FlowiseAI is an open-source visual builder that lets you create custom AI workflows without writing a single line of code. Instead of hiring a developer ($100-$150/hour) to connect your business tools to AI models, you drag-and-drop components on a canvas, connect them together, and deploy. You can build chatbots, document processors, lead qualification systems, customer service automations, or any AI workflow your business needs—all controlled entirely by you.
It connects to industry-standard AI models (OpenAI, Anthropic, Google, local models) and integrates with tools your business already uses: Slack, email, CRM systems, databases, and more.

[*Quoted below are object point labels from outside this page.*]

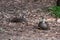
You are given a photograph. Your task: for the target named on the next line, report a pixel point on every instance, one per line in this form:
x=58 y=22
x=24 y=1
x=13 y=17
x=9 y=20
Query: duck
x=43 y=24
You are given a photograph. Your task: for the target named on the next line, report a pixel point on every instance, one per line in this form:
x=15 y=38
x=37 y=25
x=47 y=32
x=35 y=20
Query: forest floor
x=27 y=30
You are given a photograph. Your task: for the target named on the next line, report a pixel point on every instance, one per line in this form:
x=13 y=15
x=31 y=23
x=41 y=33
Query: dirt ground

Whether you want a chatbot answering customer questions, an AI agent qualifying leads, or automation that processes documents in bulk, FlowiseAI handles it without vendor lock-in or monthly SaaS fees that scale with usage.
E-commerce businesses automating customer support, service agencies building client-facing AI tools, SaaS companies adding AI features, real estate teams qualifying leads, legal practices automating document review, marketing agencies creating AI content workflows, and any small business looking to reduce manual work without expensive custom development.
Free and open-source. Self-host on your own servers at no cost. Optional commercial support and managed hosting available, but core tool is completely free—no usage limits, no monthly fees, no feature paywalls.
A typical small business saves $15,000-$40,000 in development costs by building AI automation in-house instead of hiring contractors. You'll recoup this within weeks if the workflow handles even one repetitive task (customer support, lead qualification, data entry). Teams report 10-15 hours per week saved on manual work per deployed workflow. If your business runs 3-4 AI workflows—customer support, lead qualification, document processing, and email automation—you're looking at 40+ hours freed up weekly, worth $2,000-$5,000 monthly in labor costs, with zero ongoing software fees since you're not locked into expensive SaaS pricing.